As a writer, I’ve never felt too much doubt about the power of words over the years. Of course you have to choose the right words, and specifically the words that will convey what you want to convey to your intended readers, which isn’t easy. But if you can do that, it’s always seemed to me, words won’t let you (or your readers) down.
However, I have in front of me a document which does rather challenge this assumption. It’s a 48-page A5 booklet from the guidance service PensionWise titled “Your pension: it’s time to choose” , and one of its intended pre-retirement age readers is in fact me.
And I can’t get any sense out of it at all. In fact, I can’t be bothered to read beyond about page 8 or so.
This is partly because the writing style is very boring – flat, dull, colourless, utterly lacking in life. But it’s more for another reason: it’s just words. (Well, and a few numbers.) There’s one font and, as far as I can see, three point sizes, and apart from some tinted text panels and tables that’s all there is for 48 pages. No graphics, no pictures, no graphs or charts, no signposts (except the front cover, which does literally show a picture of a signpost) and obviously as a printed booklet no video, audio or music.
What I’ve discovered is that today, you just can’t communicate a subject as detailed, lengthy and boring as this when the only tools in your communications toolbox are one font, three point sizes, some tinted panels and something between 15 and 20,000 words.
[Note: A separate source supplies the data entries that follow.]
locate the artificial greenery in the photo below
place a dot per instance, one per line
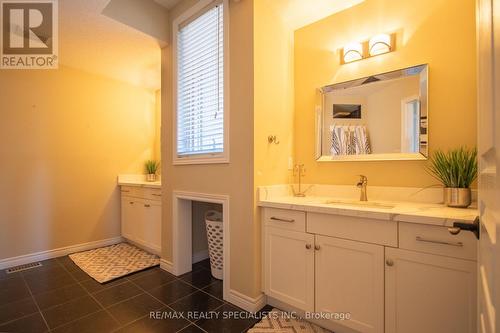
(152, 166)
(457, 168)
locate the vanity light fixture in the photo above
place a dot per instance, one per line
(379, 44)
(352, 52)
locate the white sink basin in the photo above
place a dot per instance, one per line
(368, 204)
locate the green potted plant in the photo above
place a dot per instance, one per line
(456, 170)
(151, 170)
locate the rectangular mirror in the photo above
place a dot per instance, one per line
(379, 117)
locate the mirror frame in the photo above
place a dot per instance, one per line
(424, 109)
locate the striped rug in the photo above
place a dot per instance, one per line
(278, 321)
(111, 262)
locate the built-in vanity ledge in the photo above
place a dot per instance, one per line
(137, 180)
(384, 203)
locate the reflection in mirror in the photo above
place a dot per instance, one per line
(380, 117)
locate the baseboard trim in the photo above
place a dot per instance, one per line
(250, 304)
(167, 266)
(200, 256)
(59, 252)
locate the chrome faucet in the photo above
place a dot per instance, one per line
(363, 181)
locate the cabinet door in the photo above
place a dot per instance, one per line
(151, 225)
(130, 217)
(289, 267)
(350, 279)
(429, 293)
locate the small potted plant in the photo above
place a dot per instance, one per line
(151, 170)
(456, 170)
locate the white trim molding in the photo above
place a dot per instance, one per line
(250, 304)
(182, 256)
(166, 266)
(217, 158)
(59, 252)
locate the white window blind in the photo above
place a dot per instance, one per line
(200, 84)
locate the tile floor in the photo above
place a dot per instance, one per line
(60, 297)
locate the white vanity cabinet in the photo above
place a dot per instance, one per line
(289, 272)
(429, 293)
(389, 276)
(349, 278)
(141, 216)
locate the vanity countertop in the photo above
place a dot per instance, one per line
(403, 211)
(137, 180)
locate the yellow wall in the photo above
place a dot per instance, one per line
(438, 32)
(234, 179)
(157, 140)
(65, 135)
(273, 102)
(273, 95)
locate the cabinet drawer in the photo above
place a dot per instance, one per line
(381, 232)
(437, 240)
(141, 192)
(283, 218)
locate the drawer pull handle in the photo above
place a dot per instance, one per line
(420, 239)
(282, 220)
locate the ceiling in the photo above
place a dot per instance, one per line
(93, 42)
(169, 4)
(97, 44)
(299, 13)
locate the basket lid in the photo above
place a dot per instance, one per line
(213, 215)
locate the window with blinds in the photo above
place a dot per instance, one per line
(200, 85)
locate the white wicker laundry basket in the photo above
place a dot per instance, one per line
(213, 222)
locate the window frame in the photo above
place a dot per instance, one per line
(190, 14)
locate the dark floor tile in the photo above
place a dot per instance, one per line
(192, 329)
(144, 272)
(13, 289)
(70, 311)
(204, 264)
(117, 293)
(200, 278)
(49, 267)
(4, 275)
(92, 286)
(171, 292)
(215, 289)
(17, 309)
(79, 275)
(151, 325)
(198, 301)
(230, 320)
(134, 308)
(99, 322)
(67, 263)
(61, 295)
(31, 324)
(47, 282)
(154, 279)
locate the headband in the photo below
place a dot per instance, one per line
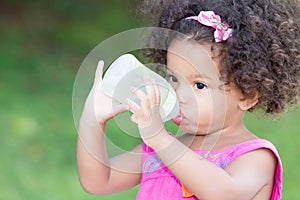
(209, 18)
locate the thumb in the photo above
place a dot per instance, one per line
(119, 108)
(99, 71)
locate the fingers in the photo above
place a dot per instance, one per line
(99, 71)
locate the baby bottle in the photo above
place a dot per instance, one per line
(127, 72)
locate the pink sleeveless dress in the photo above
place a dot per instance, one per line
(158, 182)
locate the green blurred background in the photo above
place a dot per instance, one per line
(42, 44)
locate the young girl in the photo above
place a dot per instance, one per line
(236, 56)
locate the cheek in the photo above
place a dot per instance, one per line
(211, 109)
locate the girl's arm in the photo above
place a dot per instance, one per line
(97, 173)
(242, 179)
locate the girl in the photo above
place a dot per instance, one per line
(236, 56)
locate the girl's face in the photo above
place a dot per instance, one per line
(206, 105)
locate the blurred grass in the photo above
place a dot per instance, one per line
(42, 44)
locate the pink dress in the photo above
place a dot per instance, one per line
(158, 182)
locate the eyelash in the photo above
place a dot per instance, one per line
(197, 85)
(200, 86)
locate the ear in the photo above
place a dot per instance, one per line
(247, 103)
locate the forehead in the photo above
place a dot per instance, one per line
(190, 58)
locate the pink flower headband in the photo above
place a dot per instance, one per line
(209, 18)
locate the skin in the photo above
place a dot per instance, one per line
(216, 121)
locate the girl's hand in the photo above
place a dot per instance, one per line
(147, 115)
(100, 105)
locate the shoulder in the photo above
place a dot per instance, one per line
(255, 159)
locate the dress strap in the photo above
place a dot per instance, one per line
(255, 144)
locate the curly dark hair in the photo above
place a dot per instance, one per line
(263, 58)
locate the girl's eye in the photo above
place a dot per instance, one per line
(172, 78)
(200, 86)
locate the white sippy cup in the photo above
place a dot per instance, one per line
(127, 72)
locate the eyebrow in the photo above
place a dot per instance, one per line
(194, 75)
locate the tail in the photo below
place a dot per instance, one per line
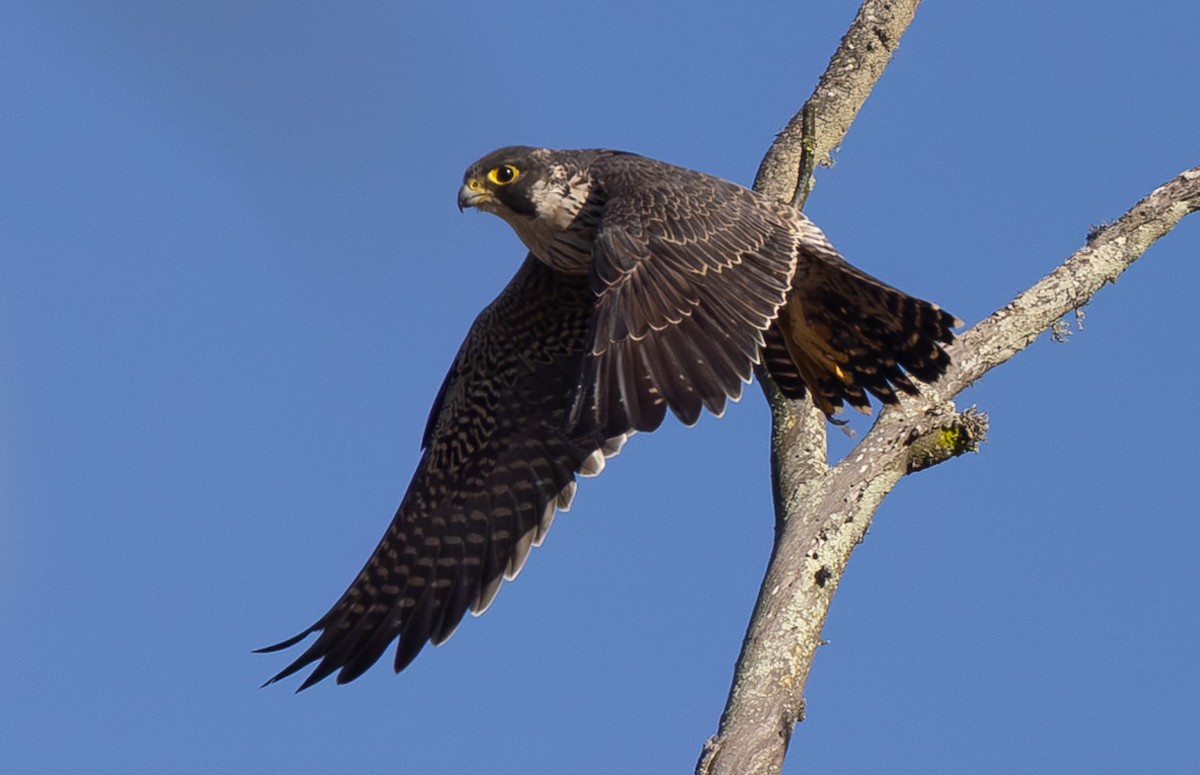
(844, 334)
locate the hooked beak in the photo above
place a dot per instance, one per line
(472, 194)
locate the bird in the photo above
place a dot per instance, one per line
(647, 288)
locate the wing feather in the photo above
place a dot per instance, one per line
(497, 461)
(689, 271)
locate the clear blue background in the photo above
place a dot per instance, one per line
(232, 276)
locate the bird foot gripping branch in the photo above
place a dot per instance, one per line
(647, 288)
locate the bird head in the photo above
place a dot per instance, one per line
(503, 181)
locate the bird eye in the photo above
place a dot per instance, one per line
(503, 175)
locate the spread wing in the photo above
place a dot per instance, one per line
(497, 463)
(689, 271)
(844, 334)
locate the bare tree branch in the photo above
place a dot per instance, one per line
(822, 512)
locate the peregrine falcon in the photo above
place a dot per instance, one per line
(647, 287)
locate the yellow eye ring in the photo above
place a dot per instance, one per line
(504, 174)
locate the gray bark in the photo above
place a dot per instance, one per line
(822, 512)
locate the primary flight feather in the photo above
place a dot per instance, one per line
(647, 288)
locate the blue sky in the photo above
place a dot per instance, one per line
(232, 277)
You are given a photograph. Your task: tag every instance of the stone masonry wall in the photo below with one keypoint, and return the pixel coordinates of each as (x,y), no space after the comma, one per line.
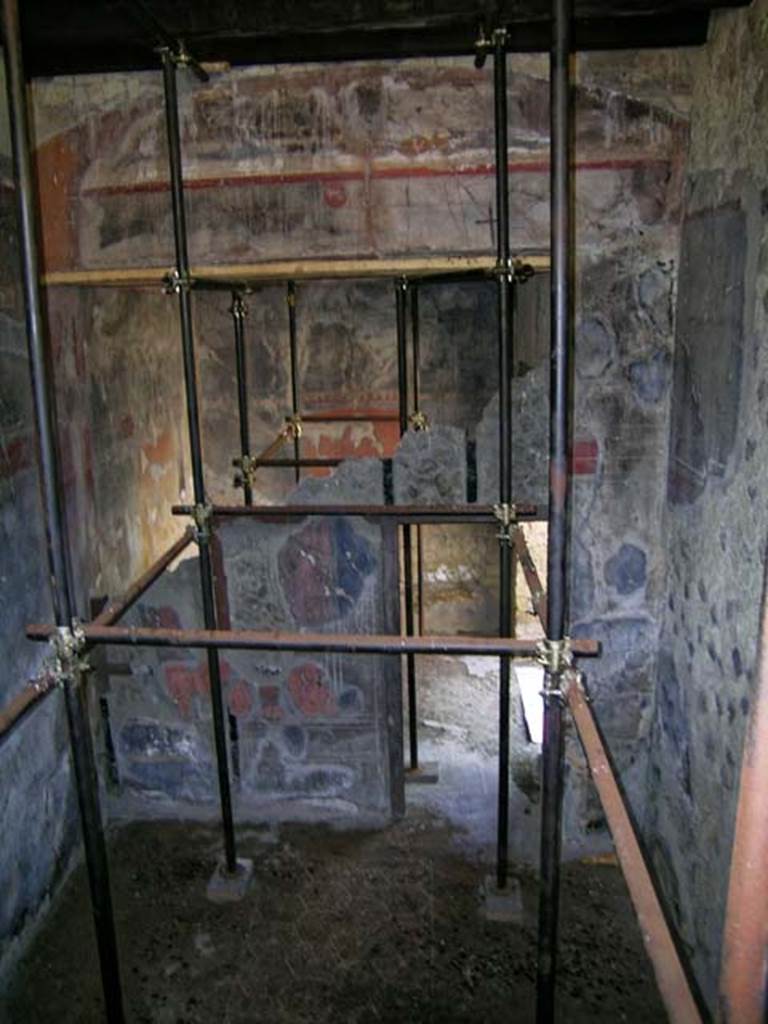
(374,160)
(37,801)
(716,523)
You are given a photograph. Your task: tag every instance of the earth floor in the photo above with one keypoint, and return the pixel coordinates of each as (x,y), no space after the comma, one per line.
(344,927)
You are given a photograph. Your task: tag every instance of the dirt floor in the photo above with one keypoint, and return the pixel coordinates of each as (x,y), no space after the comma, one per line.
(343,927)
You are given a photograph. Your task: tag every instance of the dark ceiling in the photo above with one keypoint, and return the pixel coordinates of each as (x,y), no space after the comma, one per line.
(114,35)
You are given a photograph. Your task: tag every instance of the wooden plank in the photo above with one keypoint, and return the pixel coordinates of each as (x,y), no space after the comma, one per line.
(279,270)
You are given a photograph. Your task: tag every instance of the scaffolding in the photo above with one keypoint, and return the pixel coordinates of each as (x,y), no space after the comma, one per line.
(563,683)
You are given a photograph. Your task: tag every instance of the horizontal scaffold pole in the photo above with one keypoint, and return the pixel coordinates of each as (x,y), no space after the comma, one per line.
(371,643)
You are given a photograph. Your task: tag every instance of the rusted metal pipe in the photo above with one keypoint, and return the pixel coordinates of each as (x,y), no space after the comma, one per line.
(668,967)
(297,463)
(349,417)
(17,707)
(402,513)
(743,978)
(354,643)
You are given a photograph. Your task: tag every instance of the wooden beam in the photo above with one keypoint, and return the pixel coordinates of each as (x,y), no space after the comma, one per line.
(279,270)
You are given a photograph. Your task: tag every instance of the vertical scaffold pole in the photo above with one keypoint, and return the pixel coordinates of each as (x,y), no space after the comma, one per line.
(294,357)
(552,751)
(416,354)
(190,384)
(505,311)
(401,293)
(239,311)
(72,676)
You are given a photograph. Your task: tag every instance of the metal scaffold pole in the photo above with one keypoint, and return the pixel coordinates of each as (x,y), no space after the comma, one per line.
(239,311)
(401,291)
(202,510)
(505,508)
(70,668)
(556,646)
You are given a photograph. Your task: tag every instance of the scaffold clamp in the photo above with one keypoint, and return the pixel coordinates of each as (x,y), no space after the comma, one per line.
(294,427)
(247,466)
(555,656)
(239,308)
(174,282)
(66,659)
(507,516)
(202,515)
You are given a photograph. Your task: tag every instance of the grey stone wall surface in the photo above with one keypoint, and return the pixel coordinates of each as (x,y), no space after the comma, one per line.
(715,523)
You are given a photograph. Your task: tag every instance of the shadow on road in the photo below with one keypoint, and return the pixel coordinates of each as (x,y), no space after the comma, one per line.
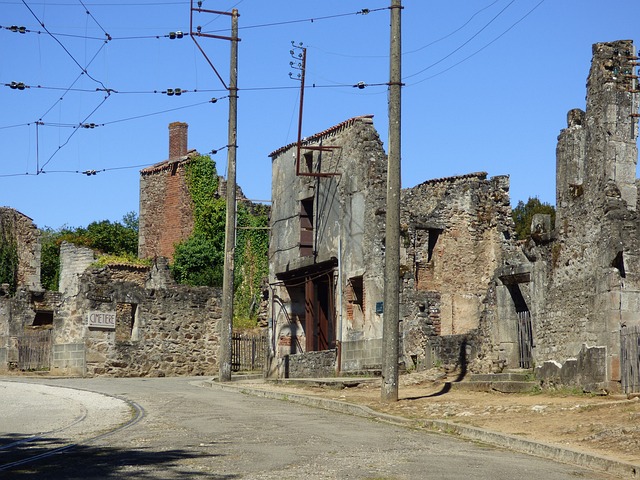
(53,458)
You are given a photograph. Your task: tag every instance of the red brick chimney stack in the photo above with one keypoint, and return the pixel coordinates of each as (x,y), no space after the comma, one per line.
(177,139)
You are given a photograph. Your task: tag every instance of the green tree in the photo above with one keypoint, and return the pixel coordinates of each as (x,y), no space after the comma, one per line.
(9,263)
(112,238)
(199,260)
(524,212)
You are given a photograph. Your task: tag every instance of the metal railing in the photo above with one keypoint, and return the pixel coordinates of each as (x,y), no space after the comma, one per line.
(248,351)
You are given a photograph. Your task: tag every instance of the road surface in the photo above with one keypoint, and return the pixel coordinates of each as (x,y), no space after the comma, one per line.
(176,428)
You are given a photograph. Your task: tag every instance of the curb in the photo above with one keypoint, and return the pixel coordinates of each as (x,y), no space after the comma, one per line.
(510,442)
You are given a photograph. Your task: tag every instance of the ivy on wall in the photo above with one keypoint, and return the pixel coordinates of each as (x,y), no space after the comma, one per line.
(199,260)
(9,264)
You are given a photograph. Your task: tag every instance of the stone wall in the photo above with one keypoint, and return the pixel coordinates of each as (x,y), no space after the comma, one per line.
(19,230)
(339,189)
(312,364)
(158,332)
(585,281)
(456,232)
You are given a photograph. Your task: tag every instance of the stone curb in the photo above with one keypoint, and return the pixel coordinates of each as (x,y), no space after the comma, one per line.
(510,442)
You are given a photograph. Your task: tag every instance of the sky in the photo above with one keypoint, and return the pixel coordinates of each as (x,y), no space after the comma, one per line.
(487,86)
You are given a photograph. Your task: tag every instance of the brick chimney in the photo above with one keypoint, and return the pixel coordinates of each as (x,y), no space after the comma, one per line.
(177,139)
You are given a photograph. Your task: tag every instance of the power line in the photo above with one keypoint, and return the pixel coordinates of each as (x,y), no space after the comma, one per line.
(463,44)
(453,32)
(364,11)
(83,69)
(73,133)
(481,49)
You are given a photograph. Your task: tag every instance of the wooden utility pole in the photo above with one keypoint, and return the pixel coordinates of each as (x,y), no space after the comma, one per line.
(390,333)
(230,230)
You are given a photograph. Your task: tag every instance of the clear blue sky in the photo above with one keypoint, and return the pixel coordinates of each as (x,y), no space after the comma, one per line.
(488,86)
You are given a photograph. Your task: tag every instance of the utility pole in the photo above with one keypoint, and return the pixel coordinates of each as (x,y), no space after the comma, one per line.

Yes, the subject is important, and yes it’s of personal interest. But, even so, it’s just too boring.
And if I’m saying that, as an avid reader and as someone whose understanding of pensions (though pitiful by expert standards) is at least ten times better than average, then so are an awful lot of other people.
So, note to self: you just can’t communicate with nothing but words any more. Which, a million or so words into this blog, must be a worry.